I propose Lardinol (Note: I hereby register the word Lardinol and want a percentage of all future sales for coming up with the catchy name) Not only does Lardinol® sound more elegant than ethanol, it does what all great product names should do— it tells the consumer what it’s about. Lardinol® is produced because we have “lard in all” of our food. Mississippi, it’s us. It’s here. It’s now. It’s brilliant. I’m proud.

The fossil fuels giants’ best days are behind them. Move over Saudi Arabia and Qatar, Mississippi is soon to become the petroleum capital of the planet.

The Nissan plant in Canton can do their part by retrofitting their automobiles to burn Lardinol®. Better still, maybe one of the Nissan engineers can develop an SUV with a built-in deep fat fryer in the third row seat. Americans could fry chicken gizzards while driving to and from work, never once having to stop at a gas station.

Ah, the possibilities.

So long “Black Gold,” “Texas T,” the Lone Star state’s oil monopoly is over. The wells will run dry. The glass skyscrapers in Houston will empty. Movies such as Giant and TV shows reminiscent of Dallas are long gone. Look for the new nighttime soap opera Tutwiler— the riveting weekly saga of a catfish farming family’s biodiesel dynasty in a small Mississippi Delta town— complete with the first season cliffhanger: Who shot Billy Earl?

And we thought being the fattest state in the union was a detriment. On the contrary, we have only been going back for seconds to do our part in helping solve the world’s energy needs. From now on, each and every Mississippian should line up at the fried seafood buffet a minimum of three times a week. It is in our country’s best interest. National security is at stake.

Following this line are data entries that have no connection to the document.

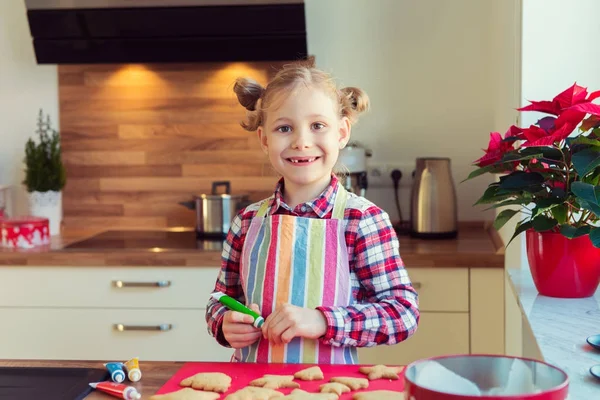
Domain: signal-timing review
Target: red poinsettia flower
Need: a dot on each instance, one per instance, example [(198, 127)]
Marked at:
[(572, 96), (570, 107), (497, 147)]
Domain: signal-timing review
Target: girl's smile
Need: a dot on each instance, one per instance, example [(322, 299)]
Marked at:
[(302, 136)]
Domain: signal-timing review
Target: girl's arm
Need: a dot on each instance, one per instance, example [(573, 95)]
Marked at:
[(386, 309), (228, 280)]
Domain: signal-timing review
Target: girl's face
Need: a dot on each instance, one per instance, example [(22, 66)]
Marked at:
[(303, 137)]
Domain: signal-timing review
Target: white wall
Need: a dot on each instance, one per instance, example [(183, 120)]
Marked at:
[(428, 67), (551, 65), (560, 47), (25, 87)]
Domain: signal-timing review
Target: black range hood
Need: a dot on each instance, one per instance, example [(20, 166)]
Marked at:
[(157, 31)]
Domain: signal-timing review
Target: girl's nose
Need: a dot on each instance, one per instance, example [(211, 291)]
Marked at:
[(302, 139)]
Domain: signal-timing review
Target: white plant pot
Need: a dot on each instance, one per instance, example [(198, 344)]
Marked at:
[(48, 205)]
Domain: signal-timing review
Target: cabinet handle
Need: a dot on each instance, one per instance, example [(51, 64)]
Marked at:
[(122, 284), (161, 327)]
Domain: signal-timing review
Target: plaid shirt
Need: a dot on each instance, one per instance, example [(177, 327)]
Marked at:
[(385, 308)]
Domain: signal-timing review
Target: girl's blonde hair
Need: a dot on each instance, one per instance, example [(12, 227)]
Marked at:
[(256, 99)]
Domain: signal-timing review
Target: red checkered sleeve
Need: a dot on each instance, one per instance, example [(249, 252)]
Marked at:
[(228, 279), (386, 305)]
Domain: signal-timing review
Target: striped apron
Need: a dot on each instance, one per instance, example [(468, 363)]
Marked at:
[(300, 261)]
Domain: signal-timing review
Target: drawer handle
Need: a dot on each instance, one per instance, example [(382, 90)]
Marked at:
[(122, 284), (161, 327)]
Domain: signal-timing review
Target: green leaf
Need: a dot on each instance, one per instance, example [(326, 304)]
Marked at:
[(572, 232), (512, 157), (512, 202), (491, 195), (590, 206), (480, 171), (586, 161), (503, 217), (595, 237), (587, 192), (528, 181), (522, 227), (550, 153), (560, 213), (545, 205), (542, 223)]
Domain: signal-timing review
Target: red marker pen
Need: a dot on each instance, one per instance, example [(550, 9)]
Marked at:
[(118, 390)]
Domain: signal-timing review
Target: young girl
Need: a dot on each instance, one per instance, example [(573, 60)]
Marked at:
[(320, 264)]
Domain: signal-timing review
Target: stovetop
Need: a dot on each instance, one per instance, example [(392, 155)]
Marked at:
[(148, 240)]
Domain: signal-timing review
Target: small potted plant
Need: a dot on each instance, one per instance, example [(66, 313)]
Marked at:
[(550, 172), (45, 175)]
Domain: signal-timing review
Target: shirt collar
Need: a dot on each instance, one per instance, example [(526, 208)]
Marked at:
[(321, 205)]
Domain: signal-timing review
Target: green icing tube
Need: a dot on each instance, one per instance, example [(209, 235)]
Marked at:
[(235, 305)]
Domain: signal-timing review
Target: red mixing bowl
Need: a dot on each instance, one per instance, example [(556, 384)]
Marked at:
[(493, 377)]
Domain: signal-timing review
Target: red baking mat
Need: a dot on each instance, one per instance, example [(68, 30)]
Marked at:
[(242, 373)]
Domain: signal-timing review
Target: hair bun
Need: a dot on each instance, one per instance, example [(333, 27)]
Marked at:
[(248, 92), (354, 102)]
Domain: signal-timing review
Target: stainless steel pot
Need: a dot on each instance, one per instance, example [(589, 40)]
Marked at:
[(214, 212), (433, 200)]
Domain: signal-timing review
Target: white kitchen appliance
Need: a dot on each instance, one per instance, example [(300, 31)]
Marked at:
[(352, 165)]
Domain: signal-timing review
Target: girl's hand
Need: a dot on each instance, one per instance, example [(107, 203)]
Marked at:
[(238, 329), (289, 321)]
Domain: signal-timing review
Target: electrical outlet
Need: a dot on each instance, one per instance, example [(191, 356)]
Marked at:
[(380, 174)]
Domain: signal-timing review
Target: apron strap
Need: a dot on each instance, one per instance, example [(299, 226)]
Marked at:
[(264, 208), (339, 207)]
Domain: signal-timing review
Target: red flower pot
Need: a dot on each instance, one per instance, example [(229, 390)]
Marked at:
[(562, 267)]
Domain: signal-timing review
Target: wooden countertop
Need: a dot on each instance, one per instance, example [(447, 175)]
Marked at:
[(478, 245), (155, 373), (560, 328)]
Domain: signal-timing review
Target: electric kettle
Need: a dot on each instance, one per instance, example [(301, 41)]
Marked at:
[(433, 205)]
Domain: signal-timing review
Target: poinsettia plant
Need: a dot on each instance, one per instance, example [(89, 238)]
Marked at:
[(550, 169)]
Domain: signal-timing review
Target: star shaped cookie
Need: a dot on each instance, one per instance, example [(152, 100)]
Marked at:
[(298, 394), (381, 372), (254, 393), (379, 395), (209, 381), (352, 383), (187, 394), (275, 382)]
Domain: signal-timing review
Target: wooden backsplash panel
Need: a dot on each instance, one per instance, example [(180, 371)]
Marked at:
[(138, 139)]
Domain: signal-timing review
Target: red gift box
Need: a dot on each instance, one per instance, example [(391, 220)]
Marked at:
[(25, 232)]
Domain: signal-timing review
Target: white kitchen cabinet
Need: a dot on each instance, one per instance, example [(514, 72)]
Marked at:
[(73, 313), (462, 312), (438, 334), (89, 333)]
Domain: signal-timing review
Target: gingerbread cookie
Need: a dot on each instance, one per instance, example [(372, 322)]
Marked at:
[(275, 382), (310, 374), (298, 394), (254, 393), (209, 381), (381, 372), (379, 395), (187, 394), (334, 387), (352, 383)]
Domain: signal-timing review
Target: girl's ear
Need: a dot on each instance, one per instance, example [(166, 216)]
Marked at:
[(345, 130), (262, 138)]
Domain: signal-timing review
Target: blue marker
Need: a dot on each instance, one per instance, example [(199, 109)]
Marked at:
[(117, 374)]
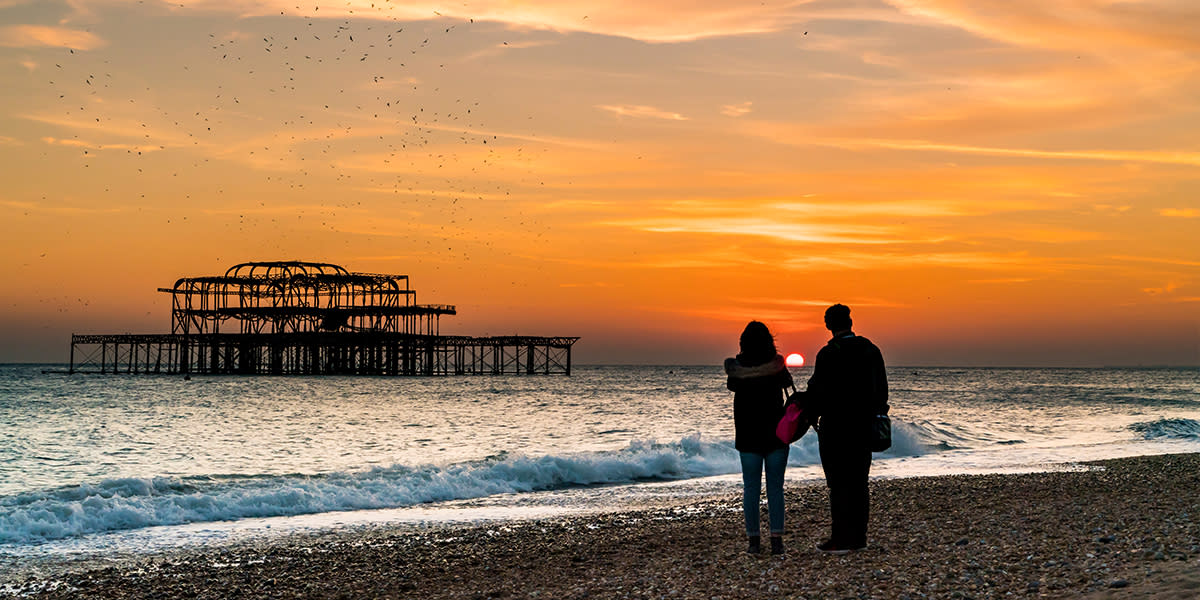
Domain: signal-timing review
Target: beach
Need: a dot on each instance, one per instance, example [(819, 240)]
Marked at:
[(1120, 528)]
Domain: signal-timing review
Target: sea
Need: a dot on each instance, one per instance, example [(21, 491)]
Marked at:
[(102, 466)]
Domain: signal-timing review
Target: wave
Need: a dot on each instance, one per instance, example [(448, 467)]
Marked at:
[(923, 436), (1168, 429), (133, 503)]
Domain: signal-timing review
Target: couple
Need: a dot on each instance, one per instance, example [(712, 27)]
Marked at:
[(847, 388)]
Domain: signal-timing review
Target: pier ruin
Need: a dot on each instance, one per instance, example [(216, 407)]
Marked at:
[(311, 318)]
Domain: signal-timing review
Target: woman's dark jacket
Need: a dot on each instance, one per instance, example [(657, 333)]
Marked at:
[(757, 401)]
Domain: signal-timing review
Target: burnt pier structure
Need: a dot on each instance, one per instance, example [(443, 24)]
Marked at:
[(311, 318)]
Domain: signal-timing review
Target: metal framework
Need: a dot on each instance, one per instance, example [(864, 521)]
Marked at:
[(311, 318)]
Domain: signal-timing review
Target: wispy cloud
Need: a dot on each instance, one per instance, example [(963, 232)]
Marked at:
[(664, 21), (95, 145), (765, 227), (1180, 213), (42, 36), (1164, 25), (736, 111), (1149, 156), (641, 112), (29, 207)]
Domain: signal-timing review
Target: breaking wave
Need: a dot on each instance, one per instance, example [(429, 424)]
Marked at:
[(1168, 429)]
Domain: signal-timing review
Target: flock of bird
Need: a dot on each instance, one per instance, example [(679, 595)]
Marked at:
[(330, 112)]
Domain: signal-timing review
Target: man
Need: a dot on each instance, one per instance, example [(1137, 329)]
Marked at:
[(847, 389)]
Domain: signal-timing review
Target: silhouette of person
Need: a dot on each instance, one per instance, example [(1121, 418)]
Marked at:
[(757, 377), (847, 389)]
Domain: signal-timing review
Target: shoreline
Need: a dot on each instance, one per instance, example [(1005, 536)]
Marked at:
[(1129, 528)]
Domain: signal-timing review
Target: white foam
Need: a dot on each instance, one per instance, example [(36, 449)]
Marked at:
[(131, 503)]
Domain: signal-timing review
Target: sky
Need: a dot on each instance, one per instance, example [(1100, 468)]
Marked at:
[(985, 183)]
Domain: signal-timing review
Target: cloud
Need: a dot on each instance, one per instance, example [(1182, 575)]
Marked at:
[(61, 210), (41, 36), (663, 21), (1150, 156), (765, 227), (1180, 213), (641, 112), (1165, 289), (737, 109), (94, 145), (1102, 25)]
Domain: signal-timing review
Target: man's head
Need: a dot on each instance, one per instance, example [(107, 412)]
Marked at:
[(838, 318)]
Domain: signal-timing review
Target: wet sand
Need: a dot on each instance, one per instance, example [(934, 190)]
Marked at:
[(1127, 528)]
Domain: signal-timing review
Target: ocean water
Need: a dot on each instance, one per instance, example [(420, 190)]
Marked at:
[(95, 465)]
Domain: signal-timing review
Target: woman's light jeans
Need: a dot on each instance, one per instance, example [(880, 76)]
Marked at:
[(751, 477)]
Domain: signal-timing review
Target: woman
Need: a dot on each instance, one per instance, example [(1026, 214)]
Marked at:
[(757, 377)]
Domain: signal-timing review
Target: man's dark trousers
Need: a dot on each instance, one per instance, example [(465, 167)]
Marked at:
[(846, 462)]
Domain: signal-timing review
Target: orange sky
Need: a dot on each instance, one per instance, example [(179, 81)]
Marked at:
[(984, 183)]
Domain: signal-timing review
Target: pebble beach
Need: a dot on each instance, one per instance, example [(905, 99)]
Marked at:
[(1121, 528)]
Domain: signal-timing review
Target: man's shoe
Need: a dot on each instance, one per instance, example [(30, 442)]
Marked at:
[(829, 547)]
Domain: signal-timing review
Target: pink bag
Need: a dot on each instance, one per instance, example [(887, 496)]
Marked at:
[(793, 425)]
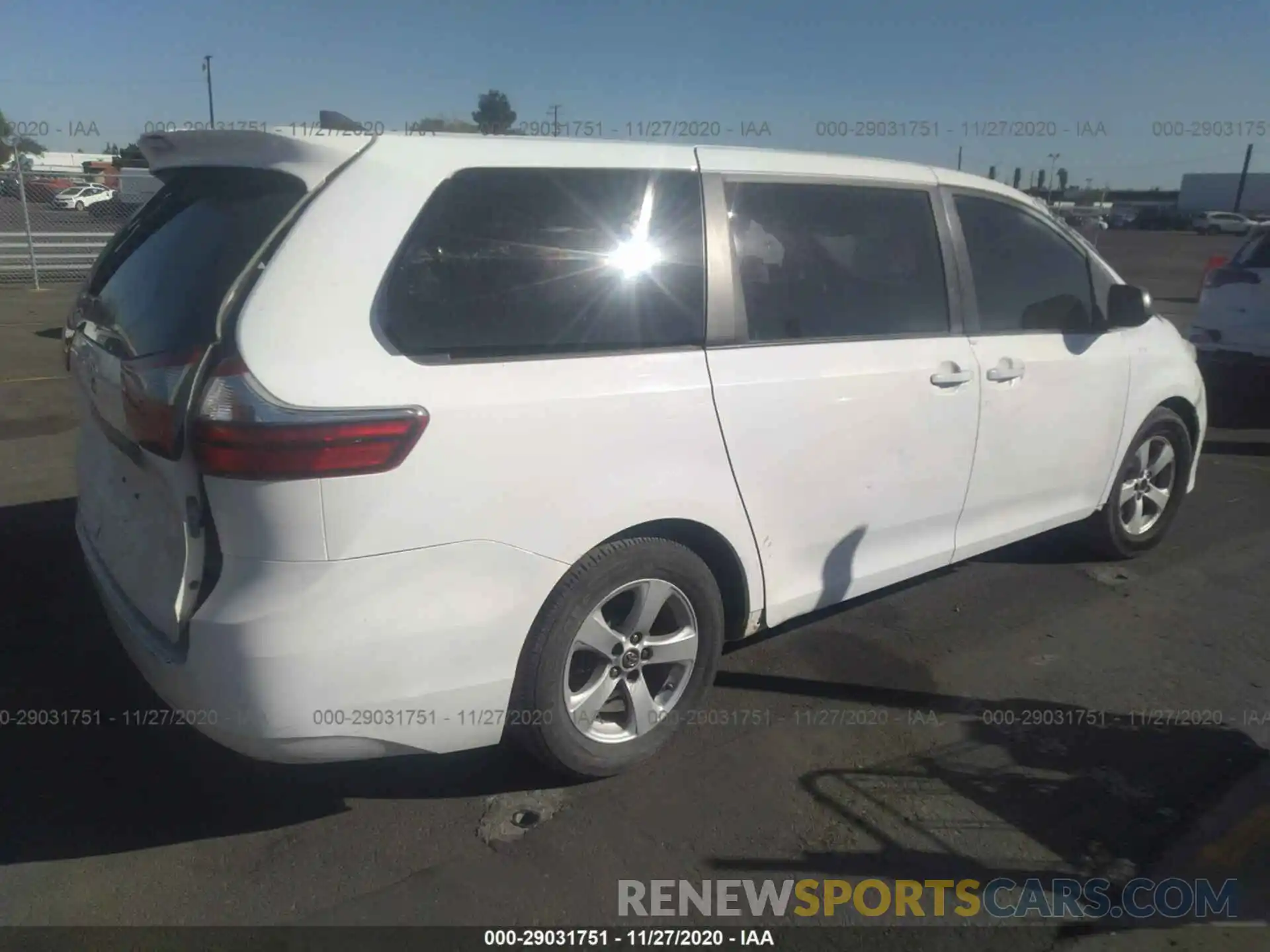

Pile a few extra hushpuppies on your plate; it’s your duty as a patriotic American, and a citizen of the soon-to-be richest state in the union.

When the oil-rich nations’ power began to increase, they formed the Organization of Petroleum Exporting Countries, better known as OPEC. As the Lardinol® craze catches on, and cars begin to burn recycled tater tot grease, we will need to form our own alliance. Therefore, as of today, I am establishing the Federation for Lard Advancement through Biodiesel, FLAB. Again, a name that tells it all, and again, I want a cut for creating the catchy handle.

Our new state motto: Save gas, eat catfish. E Pluribus Eatum, Amen.